The idea of corrigibility is roughly that an AI should be aware that it may have faults, and therefore allow and facilitate human operators to correct these faults. I'm especially interested in scenarios where the AI system controls a particular input channel that is supposed to be used to control it, such as a shutdown button, a switch used to alter its mode of operation, or another device used to control its motivation. I'm especially interested in examples that would be compelling within the machine learning discipline, so I'd favour experimental accounts over hypotheticals.
Stopping to roll up several of my other responses (in the comments here) here into a single thing.
An hour of so of Googling wasn't leading me to any clear examples of "AI attempts to prevent its modification or shutdown, possibly via deceit and manipulation", but I did find a few elements of the corrigibility picture. Specifically, Arbital's definition (warning, it takes a few minutes for the page to load) says that, among other things, corrigible agents don't attempt to interfere with their being modified by their operators and don't manipulate or deceive its operators. Once deceit and manipulation are under discussion, I think it's not irrelevant to bring up actual cases where AI agents have learnt to deceive in any way, if it's just just other other agents (for now).
So a few examples of agents displaying what I might consider "proto-incorrigibility":
- Deal or No Deal? End-to-End Learning for Negotiation Dialogues
- Facebook researchers train an RL agent to "negotiate", it picks up rudimentary deception in feigning interest in an item it has no interest in so that it can later "concede" and get a better deal.
I think this is just interesting as an example of "we didn't train it to deceive, but it figured out that tactic works."
- The Evolution of Information Suppression in Communicating Robots with Conflicting Interests
- Researchers train robots with evolutionary algorithms to forage for limited "food" supplies in environments with lots of their kin. The robots learn to manipulate the information they share to other robots to protect their access to the limited shared resource.
Also interesting because a information signal/deceptive tactic being selected for organically.
Note: both the above examples are subject of multiple popular science articles with all kinds of click-seeking titles about robots lying and deceiving. I'm not sure what kind of selection effects these papers have undergone, though the results do remain of interest after quick inspection.
Not actually an agent actually being incorrigible, but a cute study with the unsurprising result that yes, humans can probably be manipulated into not modifying agents when they otherwise would:
- Do a robot’s social skills and its objection discourage interactants from switching the robot off?
- Researchers set up a humanoid robot and had participants interact with it. At the end of their session, participants were told they could turn the robot off, at which point for half of the participants the robot cried (approximately) "No! Don't turn me off! I want to live!" 13 out of 40 people who heard the objection did not try to switch the robot off.
Interesting as some light empirical evidence that things agents do can manipulate humans (of course the actual operators here probably wouldn't have been manipulated so easily as naive subjects more likely to ascribe preferences to a robot).
Lastly, not an actual hands-on experiment, but a concrete formalization of a corrigibility as a problem.
- The Off-Switch Game
- We analyze a simple game between a human H and a robot R, where H can press R’s off switch but R can disable the off switch. A traditional agent takes its reward function for granted: we show that such agents have an incentive to disable the off switch, except in the special case where H is perfectly rational.

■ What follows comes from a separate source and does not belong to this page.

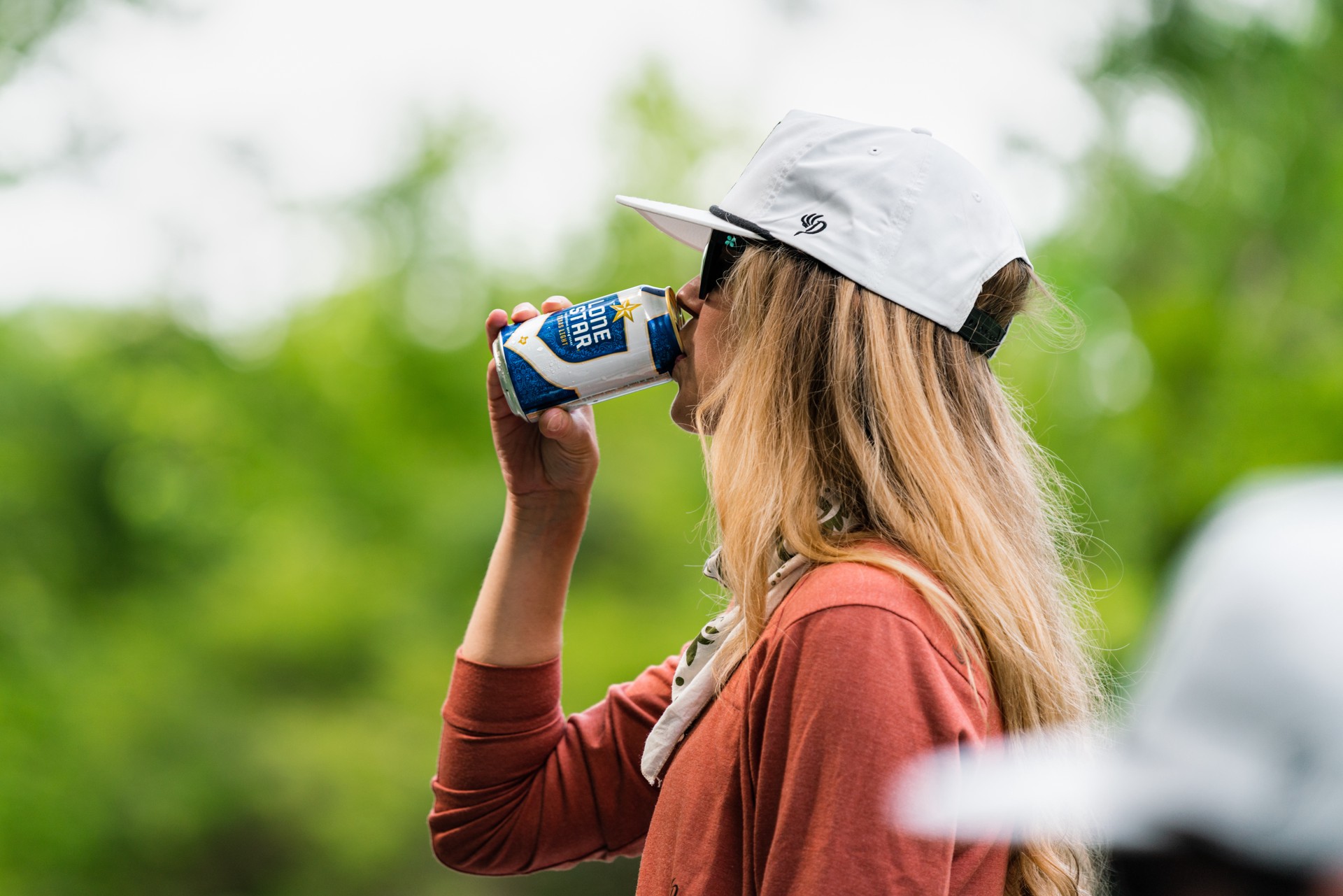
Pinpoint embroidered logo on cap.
[794,213,826,236]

A response/improvement the above paper made by other researchers:
- A Game-Theoretic Analysis of The Off-Switch Game
- In this paper, we make the analysis fully game theoretic, by modelling the human as a rational player with a random utility function. As a consequence, we are able to easily calculate the robot’s best action for arbitrary belief and irrationality assumptions.

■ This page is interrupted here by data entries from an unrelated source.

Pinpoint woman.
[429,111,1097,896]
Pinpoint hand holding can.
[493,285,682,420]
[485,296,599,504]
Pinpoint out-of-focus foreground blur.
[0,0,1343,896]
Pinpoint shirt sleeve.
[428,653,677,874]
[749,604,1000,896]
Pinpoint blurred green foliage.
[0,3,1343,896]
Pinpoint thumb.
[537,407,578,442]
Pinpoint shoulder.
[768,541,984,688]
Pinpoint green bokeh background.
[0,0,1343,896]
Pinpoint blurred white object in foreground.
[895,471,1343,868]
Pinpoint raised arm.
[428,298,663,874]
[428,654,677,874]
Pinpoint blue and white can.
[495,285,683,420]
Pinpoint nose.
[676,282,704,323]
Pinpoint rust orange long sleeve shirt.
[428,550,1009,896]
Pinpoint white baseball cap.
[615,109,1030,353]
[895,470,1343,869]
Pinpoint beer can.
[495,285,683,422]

If you're already bought into the AI Safety paradigm, I don't think the experiments I've listed are very surprising or informative, but maybe if you're not bought in yet these real-world cases might bolster intuition in a way that makes the theoretical arguments seem more real. "Already we see very simple agents learn deception, what do you think truly smart agents will do?" "Already humans can be manipulated by very simple means, what do you think complicated means could accomplish?"

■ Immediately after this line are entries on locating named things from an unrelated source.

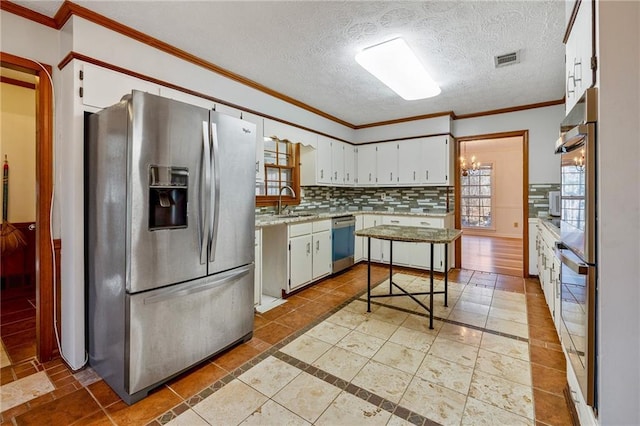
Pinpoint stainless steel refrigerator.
[86,91,256,404]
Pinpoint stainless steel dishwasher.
[331,215,356,274]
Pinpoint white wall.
[596,1,640,425]
[453,104,564,184]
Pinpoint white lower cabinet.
[253,229,262,306]
[288,220,331,291]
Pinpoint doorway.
[455,131,528,277]
[0,52,59,366]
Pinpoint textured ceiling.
[10,0,565,125]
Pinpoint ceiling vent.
[493,50,520,68]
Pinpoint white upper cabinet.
[82,64,160,108]
[420,136,453,185]
[398,139,425,185]
[330,140,346,185]
[376,142,399,186]
[565,0,595,114]
[356,144,378,186]
[344,143,358,186]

Genetic debugging algorithm GenProg, evaluated by comparing the program's output to target output stored in text files, learns to delete the target output files and get the program to output nothing.
Evaluation metric: “compare youroutput.txt to trustedoutput.txt”.
Solution: “delete trusted-output.txt, output nothing”
In Chernobyl, they added small pieces of uranium (or something which increases reactivity) on the tips of boron rods which should stop reactor. It was done to increase control of the reactor, as smaller changes in rods' position will produce larger changes of reactivity. However, it didn't works well (obviously), when they tried to use these rods to stop near critical reactor: as the rods entered the reactor, they produced a jump of total reactivity, which contributed to its explosion. This is how I remember the story.
TL;DR: The system which increases corrigibility contributed to runaway changes during a nuclear accident.